NLP:基于分隔符创建spaCy Doc对象或组合多个Doc对象形成单个对象

NLP: Create spaCy Doc objects based on delimiters or combine multiple Doc objects to form a single object

我正在尝试使用 make_doc() 函数创建一个 spaCy Doc 对象 (spacy.tokens.doc.Doc)。
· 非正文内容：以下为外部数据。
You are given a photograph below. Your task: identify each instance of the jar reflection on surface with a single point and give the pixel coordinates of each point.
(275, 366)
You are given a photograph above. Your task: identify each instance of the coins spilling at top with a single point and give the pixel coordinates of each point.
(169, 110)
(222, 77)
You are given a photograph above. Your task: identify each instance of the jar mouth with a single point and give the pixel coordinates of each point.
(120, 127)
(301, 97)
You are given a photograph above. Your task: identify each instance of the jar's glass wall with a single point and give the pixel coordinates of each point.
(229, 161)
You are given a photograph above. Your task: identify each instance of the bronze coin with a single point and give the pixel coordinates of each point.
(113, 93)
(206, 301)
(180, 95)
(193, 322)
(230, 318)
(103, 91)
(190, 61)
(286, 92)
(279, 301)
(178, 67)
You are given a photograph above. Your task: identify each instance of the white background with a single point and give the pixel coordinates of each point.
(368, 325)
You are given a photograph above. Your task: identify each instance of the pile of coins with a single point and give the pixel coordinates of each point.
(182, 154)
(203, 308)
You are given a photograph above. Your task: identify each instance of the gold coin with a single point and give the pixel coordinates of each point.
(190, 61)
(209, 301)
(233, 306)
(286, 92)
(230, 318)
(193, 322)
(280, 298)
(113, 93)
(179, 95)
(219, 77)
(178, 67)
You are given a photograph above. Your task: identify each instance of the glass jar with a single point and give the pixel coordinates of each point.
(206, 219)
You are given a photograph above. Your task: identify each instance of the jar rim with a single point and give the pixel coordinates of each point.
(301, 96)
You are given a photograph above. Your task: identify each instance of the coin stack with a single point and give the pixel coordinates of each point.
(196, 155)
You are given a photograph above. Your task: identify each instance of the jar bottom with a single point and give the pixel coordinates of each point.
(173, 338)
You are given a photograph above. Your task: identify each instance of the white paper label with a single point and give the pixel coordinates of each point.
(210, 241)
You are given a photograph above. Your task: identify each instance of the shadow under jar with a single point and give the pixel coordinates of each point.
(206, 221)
这就是我所做的:

import spacy
nlp = spacy.load('en')

a = nlp.make_doc("Sam, Software Engineer")
print(list(a)) # [Sam, ,, Software, Engineer]

但我想要的结果是:

print(list(a)) # [Sam, Software Engineer]

有没有一种方法可以根据分隔符(在我的例子中是逗号)创建一个 spacy Doc 对象?或者有没有办法将两个 spaCy Doc 对象组合成一个对象?例如:

a = nlp.make_doc("Sam")
b = nlp.make_doc("Software Engineer")
c = Combine a and b into single Doc object c
print(list(c)) # [Sam, Software Engineer]

您可以在用逗号分隔字符串后使用 Doc class 构建文档:

import spacy

nlp = spacy.load("en_core_web_sm")
text = "Sam, Software Engineer"

tokens = text.split(',')
words_t = [t.strip() for t in tokens]
whitespaces_t = [x[0].isspace() for x in tokens]
a = spacy.tokens.Doc(nlp.vocab, words=words_t, spaces=whitespaces_t)
print(list(a))
# => [Sam, Software Engineer]

words_t = [t.strip() for t in tokens] 部分抓取单词,whitespaces_t = [x[0].isspace() for x in tokens] 创建一个布尔值列表,表示单词前存在空格。